Despite the fact that its a project of anti-gun zealot Mike Bloomberg, The Trace likes to bill itself as a straightforward news operation, albeit one that focuses on “gun violence.” And all too often, mainstream media outlets are happy to play along with that fiction. The Trace has partnered with USA Today, Rolling Stone, and other platforms to advance an anti-gun agenda under a veneer of impartiality, though it’s not too difficult to see the pro-gun control bias in their reports.
The Trace’s Jennifer Mascia raised some eyebrows over the weekend with a post on X in response to a critic who claimed she and the organization she works for aren’t interested in covering the “actual problems” that lead to violent deaths and injuries because there’s no money in it.
There’s way more money in gun rights, a revenue stream in the billions. We’re not in this for the money.
“Gun violence” is a loaded term? That’s a new one
— Jennifer Mascia (@JenniferMascia) May 16, 2026
Way more money in “gun rights?” That might have been the case ten or fifteen years ago, but in more recent election cycles the gun control lobby has outspent groups like NRA, GOA, SAF, and FPC. Mascia, though, claims that doesn’t matter.
That’s money being spent. There’s way more money being made in gun rights. Gun rights groups get money from gun companies. NRA just sent an email from keltec
— Jennifer Mascia (@JenniferMascia) May 16, 2026
You can’t spend money you haven’t made, and groups like Everytown make millions of dollars a year thanks to the contributions of billionaires like Bloomberg, Connie Ballmer, and Paul Allen, as well as organizational donors like the Joyce Foundation and Fund for a Safer Future.
I wish the Second Amendment movement had billionaire sugar daddies and mommies who were funneling tens of millions of dollars a year to the National Rifle Association and other organizations fighting for our right to keep and bear arms.
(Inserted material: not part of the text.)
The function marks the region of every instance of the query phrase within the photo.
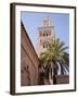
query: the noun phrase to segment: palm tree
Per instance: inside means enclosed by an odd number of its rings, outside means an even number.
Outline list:
[[[44,78],[49,79],[49,84],[55,83],[55,75],[61,66],[61,74],[65,73],[65,68],[69,65],[69,54],[65,52],[68,47],[58,38],[48,42],[47,51],[40,54],[40,68],[44,74]]]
That’s just not the case. Are many gun companies and other firms that operate within the firearms industry supportive of pro-2A groups? Yes, thankfully. But the donations from those companies are a fraction of what Bloomberg alone spends on anti-gun efforts every year, and they’re also largely contingent on the overall health of the firearms industry. When sales are booming, these companies will have more money to give to 2A organizations, but when times are tight the donations are often smaller.
The Second Amendment community doesn’t have anything like The Trace, where at least six employees are making well over $150,000 a year in salary and benefits without any advertising base. Instead, we have websites like Bearing Arms, Ammoland, The Reload, News 2A, and talk show/podcast hosts like Gun Talk’s Tom Gresham and Armed American Radio’s Mark Walters. All of these entities are dependent on advertisers and subscribers, and none of them can depend on seven-figure donations from billionaires like Bloomberg.
I’m not complaining, at least not much. I like the fact that we have a real audience, and Second Amendment groups have a real grassroots network. But it’s downright silly to claim that there’s more money to be made in the gun rights movement than in the gun control arena. If Elon Musk or the Trump Organization were writing $10 million checks to the NRA or SAF then Mascia might have a point, but the gun rights movement is largely made up of millions of small-dollar donors. We don’t have a handful of well-off benefactors who’ve made support for the Second Amendment one of their primary philanthropies. I’d be happy to see that change in the future, but at the moment most big money donations are going to gun control groups and not those defending our right to keep and bear arms.